D’ailleurs Paulo, qui avait perdu le gros doigt du pied gauche, imprimait sur le sol humide des marais une empreinte caractéristique.

Mes amis, en arrivant dans le lieu où le repas avait été pris, reconnurent d’une manière facile et certaine quels étaient ceux qui y avaient séjourné.

Dès ce moment, ils pouvaient les suivre plus aisément, connaissant la direction de leurs pas qu’ils ne prenaient plus même la peine de cacher.

Ils se dirigeaient évidemment vers un campement composé de sept sauvages renégats chassés de leurs tribus pour leur mauvaise conduite.

Il eût été difficile de trouver un homme plus énergique et plus déterminé que Baptiste. Les trois hommes de cœur qui l’accompagnaient étaient aussi braves que rusés. Leur nouvel associé s’appelait Bidoune.

Enfin, après une assez longue marche, ils arrivèrent auprès de ce campement et ils purent se convaincre que Paulo et son ami y étaient installés. Comme ils étaient sans défiance, Baptiste, avec des précautions infinies, réussit à s’approcher tout auprès et put saisir quelques mots de leur conversation.
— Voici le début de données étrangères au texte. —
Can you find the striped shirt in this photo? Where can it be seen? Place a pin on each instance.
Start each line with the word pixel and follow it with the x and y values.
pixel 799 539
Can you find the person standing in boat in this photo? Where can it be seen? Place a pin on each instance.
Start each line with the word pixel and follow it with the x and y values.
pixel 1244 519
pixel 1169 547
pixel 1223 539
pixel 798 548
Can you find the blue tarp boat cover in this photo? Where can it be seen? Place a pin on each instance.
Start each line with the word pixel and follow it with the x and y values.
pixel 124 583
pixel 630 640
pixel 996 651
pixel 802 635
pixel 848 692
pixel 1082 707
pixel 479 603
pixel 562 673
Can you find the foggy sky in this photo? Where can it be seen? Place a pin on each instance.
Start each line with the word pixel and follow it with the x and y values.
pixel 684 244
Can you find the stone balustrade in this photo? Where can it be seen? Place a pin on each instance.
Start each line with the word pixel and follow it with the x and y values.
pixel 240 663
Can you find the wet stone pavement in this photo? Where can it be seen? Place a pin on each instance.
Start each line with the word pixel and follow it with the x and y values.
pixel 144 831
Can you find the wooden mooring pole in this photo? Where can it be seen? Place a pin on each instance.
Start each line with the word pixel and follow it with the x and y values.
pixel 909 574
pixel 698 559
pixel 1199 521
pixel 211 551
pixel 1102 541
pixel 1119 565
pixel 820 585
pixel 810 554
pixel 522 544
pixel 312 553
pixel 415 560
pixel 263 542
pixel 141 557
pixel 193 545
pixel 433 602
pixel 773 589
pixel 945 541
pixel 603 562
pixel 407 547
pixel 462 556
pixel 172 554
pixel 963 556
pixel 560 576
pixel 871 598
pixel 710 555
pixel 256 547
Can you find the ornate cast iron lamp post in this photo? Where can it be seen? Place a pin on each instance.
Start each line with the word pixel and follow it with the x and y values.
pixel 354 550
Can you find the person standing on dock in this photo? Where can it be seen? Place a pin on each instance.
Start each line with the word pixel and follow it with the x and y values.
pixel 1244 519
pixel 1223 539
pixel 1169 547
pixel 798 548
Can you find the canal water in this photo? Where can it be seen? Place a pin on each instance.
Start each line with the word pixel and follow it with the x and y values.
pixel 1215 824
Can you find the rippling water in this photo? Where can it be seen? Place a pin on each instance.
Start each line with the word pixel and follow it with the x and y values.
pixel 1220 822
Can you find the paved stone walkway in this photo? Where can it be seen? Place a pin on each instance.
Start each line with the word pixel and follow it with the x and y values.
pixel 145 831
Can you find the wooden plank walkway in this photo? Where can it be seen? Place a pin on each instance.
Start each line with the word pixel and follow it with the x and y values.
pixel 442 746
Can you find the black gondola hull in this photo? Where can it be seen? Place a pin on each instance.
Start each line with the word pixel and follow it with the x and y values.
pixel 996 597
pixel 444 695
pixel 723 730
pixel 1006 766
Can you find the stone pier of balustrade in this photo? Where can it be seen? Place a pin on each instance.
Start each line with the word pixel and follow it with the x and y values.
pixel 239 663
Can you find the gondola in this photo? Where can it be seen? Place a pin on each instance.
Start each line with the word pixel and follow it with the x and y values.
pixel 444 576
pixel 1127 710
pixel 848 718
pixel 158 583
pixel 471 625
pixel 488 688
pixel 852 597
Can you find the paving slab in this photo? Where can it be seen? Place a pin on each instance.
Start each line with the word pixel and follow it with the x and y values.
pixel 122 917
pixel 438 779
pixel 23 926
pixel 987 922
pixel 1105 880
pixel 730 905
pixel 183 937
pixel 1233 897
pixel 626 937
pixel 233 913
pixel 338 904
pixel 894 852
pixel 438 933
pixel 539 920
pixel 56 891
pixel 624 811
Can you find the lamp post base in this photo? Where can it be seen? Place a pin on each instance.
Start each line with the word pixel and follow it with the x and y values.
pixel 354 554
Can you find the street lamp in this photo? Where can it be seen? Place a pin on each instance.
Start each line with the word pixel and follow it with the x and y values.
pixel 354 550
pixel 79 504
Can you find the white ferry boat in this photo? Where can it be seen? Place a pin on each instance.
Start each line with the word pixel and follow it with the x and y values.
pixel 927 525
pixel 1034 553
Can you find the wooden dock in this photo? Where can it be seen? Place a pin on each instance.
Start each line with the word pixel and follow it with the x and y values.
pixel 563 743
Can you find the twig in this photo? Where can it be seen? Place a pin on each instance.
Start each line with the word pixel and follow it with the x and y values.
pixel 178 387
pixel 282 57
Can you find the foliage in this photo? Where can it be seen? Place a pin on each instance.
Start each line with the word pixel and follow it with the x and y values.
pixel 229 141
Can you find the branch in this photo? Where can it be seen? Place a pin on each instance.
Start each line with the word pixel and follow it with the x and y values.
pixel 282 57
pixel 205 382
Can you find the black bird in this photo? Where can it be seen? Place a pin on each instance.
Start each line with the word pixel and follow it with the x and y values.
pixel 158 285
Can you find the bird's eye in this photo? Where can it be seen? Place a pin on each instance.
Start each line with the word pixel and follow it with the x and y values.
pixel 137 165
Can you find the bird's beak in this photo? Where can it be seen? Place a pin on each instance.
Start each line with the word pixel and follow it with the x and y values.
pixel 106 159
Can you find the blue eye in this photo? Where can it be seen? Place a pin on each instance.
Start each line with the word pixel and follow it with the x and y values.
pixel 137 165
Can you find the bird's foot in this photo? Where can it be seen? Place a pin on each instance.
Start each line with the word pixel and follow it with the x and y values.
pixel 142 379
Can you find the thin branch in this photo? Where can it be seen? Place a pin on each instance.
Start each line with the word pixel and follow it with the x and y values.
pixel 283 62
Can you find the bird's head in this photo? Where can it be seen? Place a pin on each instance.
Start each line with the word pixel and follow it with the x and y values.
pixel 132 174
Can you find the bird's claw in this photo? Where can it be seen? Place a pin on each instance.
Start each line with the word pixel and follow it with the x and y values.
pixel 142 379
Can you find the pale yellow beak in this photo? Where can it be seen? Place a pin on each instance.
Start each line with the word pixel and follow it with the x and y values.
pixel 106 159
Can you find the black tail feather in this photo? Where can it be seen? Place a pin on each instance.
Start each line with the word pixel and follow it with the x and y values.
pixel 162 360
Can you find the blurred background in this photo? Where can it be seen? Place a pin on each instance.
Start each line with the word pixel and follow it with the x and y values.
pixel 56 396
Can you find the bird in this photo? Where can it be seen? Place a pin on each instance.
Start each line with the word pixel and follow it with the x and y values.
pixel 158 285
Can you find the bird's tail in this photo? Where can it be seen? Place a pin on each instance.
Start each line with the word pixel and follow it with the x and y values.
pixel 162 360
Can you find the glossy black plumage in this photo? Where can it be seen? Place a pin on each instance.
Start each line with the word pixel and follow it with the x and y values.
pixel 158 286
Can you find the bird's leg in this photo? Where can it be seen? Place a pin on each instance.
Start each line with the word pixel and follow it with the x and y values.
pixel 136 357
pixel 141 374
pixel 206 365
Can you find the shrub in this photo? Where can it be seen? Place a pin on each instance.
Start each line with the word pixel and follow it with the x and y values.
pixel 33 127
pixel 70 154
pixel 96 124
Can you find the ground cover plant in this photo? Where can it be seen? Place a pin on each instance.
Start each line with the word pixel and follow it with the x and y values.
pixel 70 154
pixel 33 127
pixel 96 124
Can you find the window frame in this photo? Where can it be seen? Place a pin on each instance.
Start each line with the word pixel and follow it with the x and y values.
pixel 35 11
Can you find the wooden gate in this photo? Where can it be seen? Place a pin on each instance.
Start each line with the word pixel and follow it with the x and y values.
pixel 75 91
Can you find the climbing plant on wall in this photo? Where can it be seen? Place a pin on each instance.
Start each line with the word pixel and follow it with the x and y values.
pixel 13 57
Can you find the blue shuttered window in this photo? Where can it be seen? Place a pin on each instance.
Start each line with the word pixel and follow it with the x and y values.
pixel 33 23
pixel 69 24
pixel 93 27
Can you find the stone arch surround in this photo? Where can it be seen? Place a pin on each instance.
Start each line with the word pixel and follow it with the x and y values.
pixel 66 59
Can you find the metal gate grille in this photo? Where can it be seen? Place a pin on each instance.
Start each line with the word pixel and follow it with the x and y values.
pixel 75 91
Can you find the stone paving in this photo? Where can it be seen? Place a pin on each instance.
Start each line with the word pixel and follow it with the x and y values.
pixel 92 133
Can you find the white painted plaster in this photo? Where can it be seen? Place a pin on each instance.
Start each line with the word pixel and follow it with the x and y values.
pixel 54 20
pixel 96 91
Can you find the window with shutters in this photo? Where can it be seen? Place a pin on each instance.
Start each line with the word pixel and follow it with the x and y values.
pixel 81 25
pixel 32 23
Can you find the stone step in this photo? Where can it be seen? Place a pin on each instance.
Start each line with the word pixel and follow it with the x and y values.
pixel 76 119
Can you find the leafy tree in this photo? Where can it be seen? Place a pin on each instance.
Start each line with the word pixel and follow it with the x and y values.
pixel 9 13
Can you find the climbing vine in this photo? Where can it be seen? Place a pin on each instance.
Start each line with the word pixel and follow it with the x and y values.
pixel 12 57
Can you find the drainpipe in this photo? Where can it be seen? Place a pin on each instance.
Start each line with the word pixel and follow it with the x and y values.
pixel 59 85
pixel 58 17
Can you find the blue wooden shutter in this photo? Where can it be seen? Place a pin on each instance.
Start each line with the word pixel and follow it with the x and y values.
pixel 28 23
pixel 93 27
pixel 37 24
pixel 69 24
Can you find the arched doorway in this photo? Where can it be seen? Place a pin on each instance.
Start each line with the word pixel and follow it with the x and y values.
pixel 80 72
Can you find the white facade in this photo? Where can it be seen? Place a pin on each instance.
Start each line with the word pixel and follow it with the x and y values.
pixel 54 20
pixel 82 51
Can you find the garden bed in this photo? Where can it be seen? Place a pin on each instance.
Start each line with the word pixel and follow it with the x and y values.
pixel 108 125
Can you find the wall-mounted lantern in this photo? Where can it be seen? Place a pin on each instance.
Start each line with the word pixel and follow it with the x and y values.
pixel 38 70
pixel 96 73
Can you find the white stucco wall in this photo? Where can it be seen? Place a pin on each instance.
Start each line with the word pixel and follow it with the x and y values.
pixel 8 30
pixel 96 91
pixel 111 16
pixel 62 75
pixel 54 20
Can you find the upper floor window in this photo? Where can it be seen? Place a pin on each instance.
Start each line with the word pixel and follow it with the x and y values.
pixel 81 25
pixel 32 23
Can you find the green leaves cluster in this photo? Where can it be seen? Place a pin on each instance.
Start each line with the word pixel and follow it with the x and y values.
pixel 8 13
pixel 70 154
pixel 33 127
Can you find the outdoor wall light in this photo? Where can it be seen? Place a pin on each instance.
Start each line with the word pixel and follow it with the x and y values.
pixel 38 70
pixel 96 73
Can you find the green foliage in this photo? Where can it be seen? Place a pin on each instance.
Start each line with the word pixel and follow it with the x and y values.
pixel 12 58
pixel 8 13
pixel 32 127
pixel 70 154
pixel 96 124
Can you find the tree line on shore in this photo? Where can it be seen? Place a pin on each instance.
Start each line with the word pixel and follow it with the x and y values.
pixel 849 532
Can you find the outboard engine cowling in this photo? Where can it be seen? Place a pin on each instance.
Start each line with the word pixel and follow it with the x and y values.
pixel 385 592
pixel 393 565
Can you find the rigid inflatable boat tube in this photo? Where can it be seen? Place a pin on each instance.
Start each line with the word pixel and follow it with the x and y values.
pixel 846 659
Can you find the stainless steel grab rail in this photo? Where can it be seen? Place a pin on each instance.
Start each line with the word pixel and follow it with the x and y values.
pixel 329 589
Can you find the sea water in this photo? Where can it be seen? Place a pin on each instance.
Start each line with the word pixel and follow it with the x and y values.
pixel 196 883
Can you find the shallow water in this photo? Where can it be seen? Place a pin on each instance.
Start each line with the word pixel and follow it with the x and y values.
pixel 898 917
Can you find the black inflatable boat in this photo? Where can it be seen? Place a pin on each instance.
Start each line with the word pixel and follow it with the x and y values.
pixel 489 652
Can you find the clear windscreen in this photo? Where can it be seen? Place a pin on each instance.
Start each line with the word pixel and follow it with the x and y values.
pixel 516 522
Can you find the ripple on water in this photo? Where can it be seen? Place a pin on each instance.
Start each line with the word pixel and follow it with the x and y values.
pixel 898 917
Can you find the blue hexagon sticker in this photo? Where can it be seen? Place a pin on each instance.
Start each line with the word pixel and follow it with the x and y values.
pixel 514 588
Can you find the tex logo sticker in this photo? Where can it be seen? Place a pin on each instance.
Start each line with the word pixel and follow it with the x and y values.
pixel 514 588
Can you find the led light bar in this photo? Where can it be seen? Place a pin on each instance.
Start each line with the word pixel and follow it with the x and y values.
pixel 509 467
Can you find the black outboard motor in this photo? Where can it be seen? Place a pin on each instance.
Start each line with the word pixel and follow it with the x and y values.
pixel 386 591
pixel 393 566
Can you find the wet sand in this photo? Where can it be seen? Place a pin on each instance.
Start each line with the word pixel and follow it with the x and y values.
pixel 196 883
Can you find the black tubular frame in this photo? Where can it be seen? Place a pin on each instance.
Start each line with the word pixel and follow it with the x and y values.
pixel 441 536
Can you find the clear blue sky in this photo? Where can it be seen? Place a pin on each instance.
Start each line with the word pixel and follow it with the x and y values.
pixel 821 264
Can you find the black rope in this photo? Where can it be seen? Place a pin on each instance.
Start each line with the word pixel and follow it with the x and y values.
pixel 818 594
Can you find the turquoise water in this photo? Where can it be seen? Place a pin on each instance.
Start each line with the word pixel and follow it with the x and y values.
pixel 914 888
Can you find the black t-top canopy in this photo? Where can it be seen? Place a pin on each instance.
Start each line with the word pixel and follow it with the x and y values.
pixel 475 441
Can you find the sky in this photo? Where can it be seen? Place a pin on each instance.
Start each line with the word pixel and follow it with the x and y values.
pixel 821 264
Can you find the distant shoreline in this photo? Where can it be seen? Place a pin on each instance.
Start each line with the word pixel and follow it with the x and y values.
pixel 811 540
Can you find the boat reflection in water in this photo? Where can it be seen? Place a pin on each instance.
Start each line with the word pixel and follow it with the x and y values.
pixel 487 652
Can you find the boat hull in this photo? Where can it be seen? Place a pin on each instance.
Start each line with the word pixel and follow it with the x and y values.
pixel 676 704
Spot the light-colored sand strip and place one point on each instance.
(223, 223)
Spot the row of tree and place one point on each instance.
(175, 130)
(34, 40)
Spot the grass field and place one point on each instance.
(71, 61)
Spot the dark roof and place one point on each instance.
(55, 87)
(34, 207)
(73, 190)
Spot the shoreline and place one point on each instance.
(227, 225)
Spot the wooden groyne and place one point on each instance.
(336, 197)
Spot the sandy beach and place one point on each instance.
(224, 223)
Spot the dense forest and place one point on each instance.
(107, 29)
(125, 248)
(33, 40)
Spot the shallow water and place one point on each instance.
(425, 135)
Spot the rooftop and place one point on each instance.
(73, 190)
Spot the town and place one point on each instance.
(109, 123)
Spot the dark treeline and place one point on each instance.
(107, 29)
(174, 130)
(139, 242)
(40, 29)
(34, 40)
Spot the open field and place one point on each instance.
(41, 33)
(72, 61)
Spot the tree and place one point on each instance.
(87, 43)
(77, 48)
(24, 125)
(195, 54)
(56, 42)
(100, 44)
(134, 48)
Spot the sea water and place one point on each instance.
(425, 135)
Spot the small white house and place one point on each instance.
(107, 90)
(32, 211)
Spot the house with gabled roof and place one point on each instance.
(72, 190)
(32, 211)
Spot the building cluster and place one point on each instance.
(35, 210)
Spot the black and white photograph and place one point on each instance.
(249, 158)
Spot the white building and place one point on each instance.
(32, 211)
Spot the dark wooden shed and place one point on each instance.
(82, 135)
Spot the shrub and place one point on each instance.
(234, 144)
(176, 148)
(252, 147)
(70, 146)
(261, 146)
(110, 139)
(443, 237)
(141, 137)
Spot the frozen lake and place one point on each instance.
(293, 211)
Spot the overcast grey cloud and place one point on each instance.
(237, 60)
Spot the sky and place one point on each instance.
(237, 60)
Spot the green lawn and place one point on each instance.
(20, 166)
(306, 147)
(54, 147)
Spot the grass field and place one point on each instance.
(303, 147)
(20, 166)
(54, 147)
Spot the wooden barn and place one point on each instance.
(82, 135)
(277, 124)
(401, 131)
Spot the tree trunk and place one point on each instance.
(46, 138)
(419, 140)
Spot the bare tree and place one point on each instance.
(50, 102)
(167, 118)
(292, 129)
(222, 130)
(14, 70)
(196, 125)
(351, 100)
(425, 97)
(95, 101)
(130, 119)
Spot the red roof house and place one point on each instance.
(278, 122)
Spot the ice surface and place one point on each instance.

Ils discutaient vivement un projet d’enlèvement analogue au premier. Paulo leur avait fait entrevoir quelle forte rançon le chef paierait pour le rachat de son enfant. Leur plan était tout mûri : à un moment donné, ils devaient se rejoindre chez le louche où des armes étaient déposées. C’est d’après ces renseignements que Baptiste avait cru devoir prendre le prétexte d’une poule perdue pour y faire des perquisitions.

Comme l’enlèvement était plus facile par le fleuve, un canot serait mis dans le voisinage dans lequel on embarquerait l’enfant pendant qu’une bande ferait en sorte d’attirer les poursuivants vers les bois.

Leur intention était de se diriger vers les îles de Kamouraska où ils se tiendraient cachés pendant une quinzaine de jours pour détourner les soupçons, puis ils se rejoindraient à l’Islot aux Massacres.

Ils devaient de plus incendier la demeure d’Hélika, saisir la vieille et le chef à qui, d’après les conventions, ils ne feraient aucun mal, les lier fortement tous les deux de manière à les mettre hors d’état de donner l’alarme.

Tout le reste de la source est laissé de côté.